Sıcak havalarda terlemeyle vücudun yüksek miktarda sıvı, sodyum ve potasyum kaybı yaşadığına işaret eden Kardiyoloji Uzmanı Dr. Ömer Erhan Karahasanoğlu, yaşanan bu elektrolit kayıplarının kalp ve damar hastalarında ciddi problemlere yol açabileceğini belirtti.
"SICAKLIKLAR HER YIL DAHA DA ARTIYOR"Küresel ısınmayla birlikte sıcaklıkların her yıl daha da arttığını ve 40 derecenin üstü sıcaklıkların artık rutin hale geldiğini belirten Uzm. Dr. Karahasanoğlu, "Yüksek sıcaklıklar, bol miktarda sıvı kaybı ve elektrolit kaybı yani sodyum, potasyum kaybı gibi tuz kaybı anlamına geliyor. Yaşanan su ve elektrolit kayıplarına bağlı olarak tansiyon düşmesi, sempatik sinir sisteminin sıcağa bağlı aşırı aktivasyonuyla kalpte ritim bozuklukları, hipertansiyon atakları görülebilir. Kalp yetmezliği olan hastalarda elektrolit, sodyum, potasyum kaybından kaynaklı kalp yetmezliği durumun artması ve buna bağlı solunum sıkıntıları meydana çıkabilir. Ritim bozukluğu olan hastalarda, yüksek sıcaklığa bağlı ritim bozukluğu atakları artabilir. Bunların yanı sıra yüksek sıcaklıklar kalp krizi riskini artırır. Sıcak havalarda da tansiyon ve ritim bozukluğuna bağlı olarak göğüs ağrıları ve kalp krizi tetiklenebilir" şeklinde konuştu.
Yaşanan yüksek sıcaklıkların daha önce kalp ve damar rahatsızlığı şikayeti olan kişilerde hastalıkları tetikleyebileceğine dikkat çeken Kardiyoloji Uzmanı Dr. Karahasanoğlu, "Yüksek sıcaklıklara bağlı olarak hipertansif ataklar ortaya çıkartabilir. Kimi hastalarda tansiyon düşmesine bağlı bayılmalar olabilir. Daha önce kalp ve damar şikayeti olmayan hastalarda yüksek sıcaklıklar, kalp krizini ilk atak olarak ortaya çıkartabilir" ifadelerini kullandı.

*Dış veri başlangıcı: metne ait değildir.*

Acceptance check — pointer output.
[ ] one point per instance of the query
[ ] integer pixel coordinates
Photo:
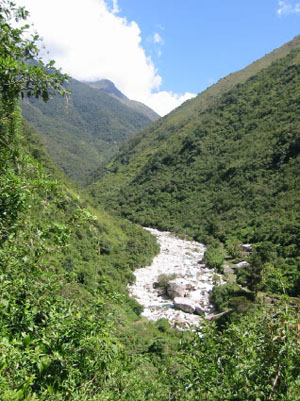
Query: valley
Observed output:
(180, 264)
(202, 304)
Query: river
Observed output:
(182, 259)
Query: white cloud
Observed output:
(157, 38)
(90, 41)
(286, 7)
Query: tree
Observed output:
(22, 71)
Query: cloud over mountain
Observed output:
(91, 41)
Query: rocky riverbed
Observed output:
(186, 299)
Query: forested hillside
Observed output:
(229, 172)
(68, 330)
(82, 133)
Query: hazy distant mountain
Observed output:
(225, 164)
(105, 85)
(82, 135)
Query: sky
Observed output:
(161, 52)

"ÖĞLEN SICAKLIĞINDA MÜMKÜNSE DIŞARIYA ÇIKMAYIN"Sıcaklardan korunmak için günlük yaşamda tüm vatandaşların dikkat etmesi gereken bazı hususlar oluğunu dikkat çeken Uzm. Dr. Karahasanoğlu, "Herkesin özelikle de kalp ve damar hastalığı olanların daha da dikkat etmesi gereken hususlar var. Öğlen 12 ile 16 arasında, güneşin tam tepede olduğu dönemde açık havaya çıkmamak gerekiyor. Açık havaya çıkmak zorunda olanlar ise mutlaka şapka veya şemsiye gibi gölge yapacak materyaller kullanmaları ve açık havada bol miktarda sıvı tüketmeleri gerekiyor. Doktoru tarafından yürüyüş ve egzersiz yapması önerilen hastaların, egzersizlerini sabah erken saatlerde ya da akşam serinliğinde yapmaları gerekiyor. Günün her zamanında herkesin bol sıvı tüketmesi gerekiyor. Ama bu sıvı alımını yaparken de kilo alımı olmaması için kilo takibi yapmalarını öneriyoruz. Daha açık renkli, pamuklu kıyafetler tercih etmeliler" dedi.

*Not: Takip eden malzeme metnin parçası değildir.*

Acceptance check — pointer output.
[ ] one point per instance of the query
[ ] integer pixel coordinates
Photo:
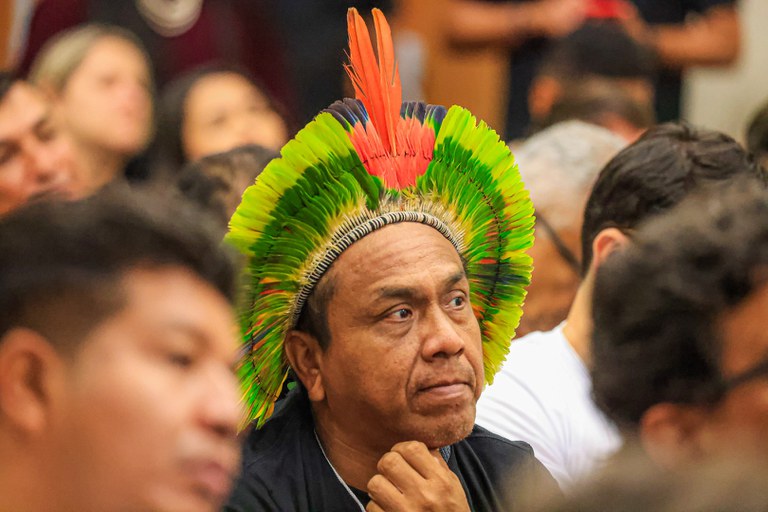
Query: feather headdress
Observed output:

Kalp ve damar hastalığı rahatsızlığı olan hasta sayısının risk faktörlerinin yanı sıra teşhise bağlı olarak da son dönemlerde artış gösterdiğinin altını çizen Uzm. Dr. Karahasanoğlu, şu önerilerde bulundu: "Eskiye göre daha fazla yiyoruz ve böylelikle daha fazla kalori alıyoruz ve daha sedanter yaşam tarzımız var. Sigara kullanımı genç yaşlarda daha da arttı. Madde kullanıma bağlı olarak da kalp ve damar hastalıkları tetikleniyor. Bu konuda gençlerde kalp ve damar hastalığı sorunları ve kalp krizleri artıyor diyebiliriz. Bunlara bağlı olarak tıpta kullanılan teknolojilerin gelişmesine bağlı olarak da hastalıklar daha kolay teşhis edilebiliyor. Geçmiş dönemlerde çoğu hastanın hastalığı belirlenemezken ve ani ölümlerle karşılaşılabilirken şimdi elimizdeki imkanlarla teşhis koymamız kolaylaştığı için genç yaşlarda bu kalp damar rahatsızlıkları görülme oranı artıyor."